Poorest of the poor put away on word of 'the cruelty man'
ORIGINS OF SYSTEM:THEY WERE the poorest of the poor, children who were sent away to industrial schools for no other reason than being needy, orphaned, or failing to attend school.
Much smaller numbers were young offenders, typically sent to reformatory schools for minor offences like stealing following a judicial process that provided them with no legal representation.
Between 1936 and 1970 a total of 170,000 young people entered the gates of the 50 or so industrial schools, staying for an average of seven years.
The population at any one time was about 6,000, peaking at 6,800 in 1946, largely as a result of the wartime emergency conditions.
The vast majority, according to the Report of the Commission to Inquire into Child Abuse, were “needy”, a catch-all term for children in poverty or who were illegitimate. Under the Children Act, 1908, these “needy” children could be committed to an industrial school for a range of reasons. These included begging, being homeless or under the care of unfit or sexually abusive parents and frequenting the company of a thief or prostitute. The case for a committal was typically presented to the court by an inspector of the ISPCC, colloquially known as “the cruelty man”. Children were always unrepresented. A parent was required by law to be present in court, but they were usually uneducated. The evidence of an ISPCC inspector was seldom contested.
Having been committed to schools through the district court – known principally as a place where minor criminal offences were tried – children were unfairly stigmatised as criminals, whereas their only “crime” was poverty.

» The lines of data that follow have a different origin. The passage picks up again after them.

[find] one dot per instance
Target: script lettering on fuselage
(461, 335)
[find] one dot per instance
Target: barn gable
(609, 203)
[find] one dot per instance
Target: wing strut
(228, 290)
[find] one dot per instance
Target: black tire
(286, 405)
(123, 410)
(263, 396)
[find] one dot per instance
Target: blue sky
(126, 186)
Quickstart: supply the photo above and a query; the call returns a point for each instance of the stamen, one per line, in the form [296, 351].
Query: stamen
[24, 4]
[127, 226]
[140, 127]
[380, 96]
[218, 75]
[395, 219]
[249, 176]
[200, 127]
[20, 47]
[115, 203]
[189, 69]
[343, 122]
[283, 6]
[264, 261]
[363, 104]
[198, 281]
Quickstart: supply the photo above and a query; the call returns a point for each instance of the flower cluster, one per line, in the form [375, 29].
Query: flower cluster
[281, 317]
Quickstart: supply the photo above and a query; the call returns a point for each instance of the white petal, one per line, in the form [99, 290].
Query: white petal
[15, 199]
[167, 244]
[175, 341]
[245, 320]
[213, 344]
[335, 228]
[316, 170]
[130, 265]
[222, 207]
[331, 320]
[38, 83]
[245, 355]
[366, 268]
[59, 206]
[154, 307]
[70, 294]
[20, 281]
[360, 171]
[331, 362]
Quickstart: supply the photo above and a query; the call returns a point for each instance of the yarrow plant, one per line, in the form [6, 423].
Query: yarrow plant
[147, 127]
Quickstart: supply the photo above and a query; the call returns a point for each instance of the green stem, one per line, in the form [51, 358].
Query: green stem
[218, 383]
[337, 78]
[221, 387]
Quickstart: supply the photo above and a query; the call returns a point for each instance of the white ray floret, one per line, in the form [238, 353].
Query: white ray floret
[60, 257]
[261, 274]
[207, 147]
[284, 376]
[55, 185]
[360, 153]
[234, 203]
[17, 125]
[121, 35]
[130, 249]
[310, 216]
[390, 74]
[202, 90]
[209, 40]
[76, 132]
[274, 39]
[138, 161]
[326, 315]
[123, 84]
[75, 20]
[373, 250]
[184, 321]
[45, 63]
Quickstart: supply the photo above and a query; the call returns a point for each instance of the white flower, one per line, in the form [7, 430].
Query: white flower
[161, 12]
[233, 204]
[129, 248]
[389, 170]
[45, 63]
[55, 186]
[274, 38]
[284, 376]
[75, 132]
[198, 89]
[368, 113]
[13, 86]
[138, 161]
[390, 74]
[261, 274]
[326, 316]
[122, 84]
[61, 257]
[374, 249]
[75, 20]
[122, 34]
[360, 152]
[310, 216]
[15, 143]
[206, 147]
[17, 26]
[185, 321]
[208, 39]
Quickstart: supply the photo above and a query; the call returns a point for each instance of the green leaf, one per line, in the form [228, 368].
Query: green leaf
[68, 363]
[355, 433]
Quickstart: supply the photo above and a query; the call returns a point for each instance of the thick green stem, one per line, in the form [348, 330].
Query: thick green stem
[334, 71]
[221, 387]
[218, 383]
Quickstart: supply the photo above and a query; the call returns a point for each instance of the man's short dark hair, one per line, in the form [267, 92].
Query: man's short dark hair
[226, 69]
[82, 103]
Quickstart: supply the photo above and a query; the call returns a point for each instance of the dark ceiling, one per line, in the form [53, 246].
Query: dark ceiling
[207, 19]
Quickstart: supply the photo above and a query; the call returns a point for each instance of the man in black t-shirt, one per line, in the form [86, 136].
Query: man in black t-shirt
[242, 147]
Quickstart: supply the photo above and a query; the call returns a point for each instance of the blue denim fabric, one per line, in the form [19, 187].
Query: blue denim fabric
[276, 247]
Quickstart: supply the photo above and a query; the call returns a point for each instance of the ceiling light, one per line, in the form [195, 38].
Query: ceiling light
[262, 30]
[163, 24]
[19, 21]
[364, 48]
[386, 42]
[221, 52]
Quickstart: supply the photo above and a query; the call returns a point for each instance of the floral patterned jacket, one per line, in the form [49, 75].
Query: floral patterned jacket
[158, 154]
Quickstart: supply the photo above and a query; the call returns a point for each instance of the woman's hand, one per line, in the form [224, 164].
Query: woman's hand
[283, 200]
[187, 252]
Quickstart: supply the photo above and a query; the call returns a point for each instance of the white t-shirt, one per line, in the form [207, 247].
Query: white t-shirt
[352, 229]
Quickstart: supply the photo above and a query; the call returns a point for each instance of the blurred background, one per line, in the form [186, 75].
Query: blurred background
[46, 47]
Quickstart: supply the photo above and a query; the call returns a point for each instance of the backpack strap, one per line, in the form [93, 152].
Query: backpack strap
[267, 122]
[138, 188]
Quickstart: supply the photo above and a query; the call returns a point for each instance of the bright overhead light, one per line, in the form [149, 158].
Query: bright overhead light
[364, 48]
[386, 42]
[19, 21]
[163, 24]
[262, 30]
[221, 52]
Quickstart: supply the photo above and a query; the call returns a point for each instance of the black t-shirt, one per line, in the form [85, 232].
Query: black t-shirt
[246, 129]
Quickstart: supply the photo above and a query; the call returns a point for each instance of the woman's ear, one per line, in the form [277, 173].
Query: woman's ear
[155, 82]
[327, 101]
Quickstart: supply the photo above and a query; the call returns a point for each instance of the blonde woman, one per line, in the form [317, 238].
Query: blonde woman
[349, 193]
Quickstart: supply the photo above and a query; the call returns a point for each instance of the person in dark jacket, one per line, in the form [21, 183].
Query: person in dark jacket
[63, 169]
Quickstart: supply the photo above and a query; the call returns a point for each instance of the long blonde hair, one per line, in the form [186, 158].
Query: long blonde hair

Non-attendance at school was another major source of committals. It was an offence for parents not to send children under the age of 14 to school. If a parent was convicted of a second offence within three months of the first, a child could be sent away to an industrial school.
The annual number of prosecutions range between 6,000 and 7,000 during the 1940s, peaking at 13,000 in the mid-1940s. The numbers began a steep decline from the early 1950s onwards.
The enormity of committing a child for several years, simply for failure to attend school, began to be appreciated more as time went on, the report notes.
The second-largest category of young people committed to industrial schools or reformatories were young offenders. These institutions were reserved for a tougher type of boy who became eligible for committal between the ages of 12 and 17.
Children were usually sent to reformatory schools (unless they were very young) for about a year.
By contrast, young people committed to industrial schools were sent away for much longer periods. Most stayed until they were 16 years of age, with the average length of stay about seven years.
The justification offered for the anomaly was that committal was not seen as a punishment. Instead, it was seen as a period during which a child needed protection or education.
Most were admitted at a very tender age. For example, of the witnesses who gave evidence to the commission’s confidential committee, most were first admitted at the age of five.
The majority of witnesses reported that their parents’ occupational status was “unskilled” and came from large families, with an average of six children. Some children did get out earlier than anticipated. Children were sometimes removed from industrial schools by parents, without the consent of the schools.
More official removals or early discharges could be made at the discretion of the minister for education, if there had been a change in family circumstances or if a parent made a complaint about abuse. Few parents were aware of these options, though.
School managers were generally against early discharges, but their authority did not always carry the day. A few hundred applications were made each year and the majority succeeded – but there were exceptions. Artane, Letterfrack and Goldenbridge stood out in terms of the high numbers of refusals.
Long before industrial schools became debased by systemic physical, sexual and emotional abuse, they were regarded as well-intentioned.
The model was imported from Europe, where Germany, Switzerland and Scandinavia had nearly 100 institutions for criminal and destitute children during the mid-1800s.
The 19th century was a desperate time for many children and families. Conditions in Ireland were such in the late 1800s that many children had to be refused places in schools.
Industrial and reformatory schools were provided for under the Industrial Schools (Ireland) Act in 1858. They essentially had two objectives: to provide skills and training to enable children to support themselves by honest labour, and to reform a child’s character.
The idea was warmly endorsed and expanded quickly, aided by grants from public funds. At their height in 1898 there was a total of almost 8,000 children in 61 industrial schools, the majority of which – 56 – were Catholic-run.
Industrial schools were run by religious orders, though subject to State approval and inspection. They also received State funds to run the institutions, but capital costs were borne by the religious institutions.
Yet, as early as the late 1800s, there were concerns. John Fagan, inspector of the reformatory and industrial schools in 1897, criticised virtually all aspects of the system, especially the physical conditions and overall condition of the children.
Ultimately, as the report notes, the capital and financial commitment made by religious congregations was a major factor in prolonging institutional care of children. From the mid-1920s in England, smaller, more family-like settings were established and they were seen as providing a better standard of care for children in need. In Ireland, however, the industrial school system thrived.